Execute the notebook code one by one, and you will meet a plot similar to this. This is a zoom-in version of the above plots. Follow the guide in the notebook to choose the time interval for dive deep investigation. 

![Debugger-in-Studio](./images/datapipeline-bottleneck-cpugpuutil.png)

The list of function names executed during the selected period is given as below, and the execution time of each function is also printed. In our case, `GetNext` functions consumed CPU cycle mostly, and `GetNext` function is related to get the next example. 

```python
view_timeline_charts.find_time_annotations([13527,13548])  
```

```
Selected timerange: 1606920919.15031 to 1606920929.67799 
Spent 0.079906123 ms (cumulative time) in Step:ModeKeys.TRAIN_79 
Spent 3.202e-06 ms (cumulative time) in PipeModeDatasetOp::Dataset::Iterator::GetNext 
Spent 3.5277999999999976e-05 ms (cumulative time) in tensorflow::data::(anonymous namespace)::ParallelMapIterator::GetNext 
Spent 9.340299999999999e-05 ms (cumulative time) in tensorflow::data::RepeatDatasetOp::Dataset::ForeverIterator::GetNext 
Spent 9.553100000000004e-05 ms (cumulative time) in tensorflow::data::ShuffleDatasetOp::ReshufflingDatasetV2::Iterator::GetNext 
Spent 0.079633313 ms (cumulative time) in tensorflow::data::experimental::MapAndBatchDatasetOp::Dataset::Iterator::GetNext 
Spent 0.078741146 ms (cumulative time) in tensorflow::data::PrefetchDatasetOp::Dataset::Iterator::GetNext 
Spent 0.078741162 ms (cumulative time) in tensorflow::data::(anonymous namespace)::ModelDatasetOp::Dataset::Iterator::GetNext 
Spent 0.078741179 ms (cumulative time) in IteratorResource::GetNext 
Spent 0.078741203 ms (cumulative time) in IteratorGetNextOp::DoCompute 
```

You can also download the generated timeline file, and open it using Chrome Tracing tool, which visualizes the timeline profiling data. Agsin, `GetNext` is the most heavy function call. 

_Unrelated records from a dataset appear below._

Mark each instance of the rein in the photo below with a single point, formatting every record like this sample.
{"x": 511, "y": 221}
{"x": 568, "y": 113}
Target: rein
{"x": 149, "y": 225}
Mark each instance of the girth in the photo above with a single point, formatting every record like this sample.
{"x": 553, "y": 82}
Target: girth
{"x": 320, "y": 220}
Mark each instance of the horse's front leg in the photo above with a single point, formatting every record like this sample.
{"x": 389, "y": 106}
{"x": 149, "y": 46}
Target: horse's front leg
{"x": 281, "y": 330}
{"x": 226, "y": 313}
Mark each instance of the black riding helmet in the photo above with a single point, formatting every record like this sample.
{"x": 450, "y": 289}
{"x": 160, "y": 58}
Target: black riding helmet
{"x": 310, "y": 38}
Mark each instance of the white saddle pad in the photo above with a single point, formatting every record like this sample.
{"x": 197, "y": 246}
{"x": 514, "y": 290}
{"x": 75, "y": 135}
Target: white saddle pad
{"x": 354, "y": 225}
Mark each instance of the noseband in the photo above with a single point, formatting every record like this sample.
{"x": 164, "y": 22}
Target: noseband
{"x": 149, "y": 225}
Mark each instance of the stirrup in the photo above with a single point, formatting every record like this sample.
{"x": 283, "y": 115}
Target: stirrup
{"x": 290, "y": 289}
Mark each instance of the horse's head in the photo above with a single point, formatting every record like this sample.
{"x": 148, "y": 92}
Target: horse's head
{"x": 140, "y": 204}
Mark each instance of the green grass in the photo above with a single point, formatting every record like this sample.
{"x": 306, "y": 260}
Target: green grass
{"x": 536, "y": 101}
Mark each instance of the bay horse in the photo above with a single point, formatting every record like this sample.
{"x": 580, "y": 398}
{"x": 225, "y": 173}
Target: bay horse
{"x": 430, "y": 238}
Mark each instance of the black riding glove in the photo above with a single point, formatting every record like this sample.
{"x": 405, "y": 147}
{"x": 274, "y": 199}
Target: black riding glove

![Debugger-in-Studio](./images/datapipeline-bottleneck-timeline.png)

If you take a look at the data pipeline in the training code, there is a code to add Gaussian Blur filters in `data_augmentation` function which slow down the data pipelines to GPU. 

```python
def data_augmentation(image, label): 
    import tensorflow_addons as tfa 
    for i in range(1): 
        image = tfa.image.gaussian_filter2d(image=image, filter_shape=(11, 11), sigma=0.8) 
    return image, label 

if dataset_bottleneck: 
    dataset = dataset.map(data_augmentation, num_parallel_calls=tf.data.experimental.AUTOTUNE) 
```

This is the bottleneck you have to resolve either by removing it or applying this modification to the dataset in advance.